LONDON — The sale of a majority stake in Yoox Net-a-porter Group to Farfetch cleared a key hurdle on Wednesday after the U.K. Competition and Markets Authority approved the transaction which was announced last August.
The CMA said in a brief statement that it had approved the deal and that a full text of its decision would be published in due course. It is not planning any further investigations into the companies.
In January, the CMA said it was considering whether the transaction would have resulted in “a substantial lessening of competition within any market, or markets, in the United Kingdom for goods or services.”
It had invited comments on the transaction from interested parties.

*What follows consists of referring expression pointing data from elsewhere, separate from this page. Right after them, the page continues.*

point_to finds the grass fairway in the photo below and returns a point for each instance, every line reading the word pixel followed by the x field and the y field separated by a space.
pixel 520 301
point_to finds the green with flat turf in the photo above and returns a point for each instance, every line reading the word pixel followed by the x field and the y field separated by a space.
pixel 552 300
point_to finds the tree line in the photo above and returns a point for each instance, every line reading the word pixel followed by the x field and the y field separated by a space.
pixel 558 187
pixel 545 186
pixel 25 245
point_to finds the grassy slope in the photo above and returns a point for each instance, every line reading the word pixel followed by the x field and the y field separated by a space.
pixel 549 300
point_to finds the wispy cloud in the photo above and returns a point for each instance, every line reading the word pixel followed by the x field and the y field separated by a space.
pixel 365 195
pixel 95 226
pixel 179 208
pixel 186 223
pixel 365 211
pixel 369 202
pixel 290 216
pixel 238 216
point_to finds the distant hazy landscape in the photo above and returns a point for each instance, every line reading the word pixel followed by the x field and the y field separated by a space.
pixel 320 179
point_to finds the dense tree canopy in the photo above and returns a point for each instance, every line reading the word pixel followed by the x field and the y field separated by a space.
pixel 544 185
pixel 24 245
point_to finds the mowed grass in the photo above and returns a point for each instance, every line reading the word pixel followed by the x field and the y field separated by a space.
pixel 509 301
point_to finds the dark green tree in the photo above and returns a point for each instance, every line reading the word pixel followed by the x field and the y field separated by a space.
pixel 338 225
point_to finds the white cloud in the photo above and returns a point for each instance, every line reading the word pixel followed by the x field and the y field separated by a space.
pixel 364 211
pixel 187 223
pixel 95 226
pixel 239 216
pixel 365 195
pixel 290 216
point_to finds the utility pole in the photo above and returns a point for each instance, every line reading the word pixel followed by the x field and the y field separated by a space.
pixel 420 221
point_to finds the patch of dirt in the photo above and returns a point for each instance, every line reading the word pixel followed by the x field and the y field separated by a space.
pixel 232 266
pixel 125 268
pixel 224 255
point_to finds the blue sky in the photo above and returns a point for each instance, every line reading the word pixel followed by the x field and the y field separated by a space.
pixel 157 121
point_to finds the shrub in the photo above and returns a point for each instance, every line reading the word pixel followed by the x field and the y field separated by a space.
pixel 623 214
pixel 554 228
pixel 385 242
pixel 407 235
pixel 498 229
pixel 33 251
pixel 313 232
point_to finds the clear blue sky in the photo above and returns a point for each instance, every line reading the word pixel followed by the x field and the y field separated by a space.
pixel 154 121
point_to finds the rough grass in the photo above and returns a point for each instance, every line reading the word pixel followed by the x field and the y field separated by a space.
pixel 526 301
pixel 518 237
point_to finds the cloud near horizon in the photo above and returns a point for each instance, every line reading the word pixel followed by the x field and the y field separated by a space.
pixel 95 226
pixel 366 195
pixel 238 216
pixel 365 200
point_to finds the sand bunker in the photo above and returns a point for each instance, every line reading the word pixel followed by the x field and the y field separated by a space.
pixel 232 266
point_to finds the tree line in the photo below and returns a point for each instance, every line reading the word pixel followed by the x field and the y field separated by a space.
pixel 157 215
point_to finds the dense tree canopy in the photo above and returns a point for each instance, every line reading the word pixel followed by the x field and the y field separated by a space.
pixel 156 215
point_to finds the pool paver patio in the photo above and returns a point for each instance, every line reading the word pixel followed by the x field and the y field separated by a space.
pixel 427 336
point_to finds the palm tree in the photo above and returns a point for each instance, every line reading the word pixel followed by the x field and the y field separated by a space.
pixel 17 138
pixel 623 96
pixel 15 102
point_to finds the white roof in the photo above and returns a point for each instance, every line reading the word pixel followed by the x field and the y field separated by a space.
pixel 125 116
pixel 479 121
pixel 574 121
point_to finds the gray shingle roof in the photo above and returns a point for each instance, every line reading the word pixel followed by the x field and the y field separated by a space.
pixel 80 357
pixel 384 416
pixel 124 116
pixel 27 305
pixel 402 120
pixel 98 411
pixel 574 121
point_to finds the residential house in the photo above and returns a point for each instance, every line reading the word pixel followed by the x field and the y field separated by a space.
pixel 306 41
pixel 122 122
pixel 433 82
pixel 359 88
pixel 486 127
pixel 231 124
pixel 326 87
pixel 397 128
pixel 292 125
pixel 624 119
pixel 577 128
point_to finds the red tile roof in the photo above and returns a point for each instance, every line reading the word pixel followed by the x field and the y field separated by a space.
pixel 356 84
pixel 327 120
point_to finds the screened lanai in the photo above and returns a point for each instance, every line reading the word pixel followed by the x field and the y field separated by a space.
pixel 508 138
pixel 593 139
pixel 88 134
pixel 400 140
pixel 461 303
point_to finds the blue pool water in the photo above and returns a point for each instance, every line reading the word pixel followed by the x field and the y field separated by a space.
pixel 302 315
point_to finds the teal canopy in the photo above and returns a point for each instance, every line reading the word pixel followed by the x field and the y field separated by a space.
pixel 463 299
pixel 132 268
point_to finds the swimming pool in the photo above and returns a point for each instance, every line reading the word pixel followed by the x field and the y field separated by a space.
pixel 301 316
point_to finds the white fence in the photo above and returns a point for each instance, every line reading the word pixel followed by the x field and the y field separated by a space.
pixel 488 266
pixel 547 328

As reported, YNAP’s parent Compagnie Financière Richemont plans to sell a majority stake in Yoox Net-a-porter Group to Farfetch and Alabbar, YNAP’s partner in the Middle East.
On completion of the deal later this year, Richemont will hold a 49.3 percent stake in YNAP. Over the next five years, Farfetch is expected to acquire the entirety of YNAP, subject to certain conditions.
In exchange, Richemont will receive Farfetch shares, expected to represent 12 to 13 percent of Farfetch’s issued share capital. The two partners have said they plan to work together to accelerate the quality and global penetration of the Richemont brands online.
Going forward, the Richemont maisons will leverage Farfetch technology, and sell via e-concessions on the Farfetch Marketplace.
In a report following Wednesday’s announcement, Barclays said the CMA approval was “a positive for Richemont, and removes a potential downside risk that the deal does not get completed.”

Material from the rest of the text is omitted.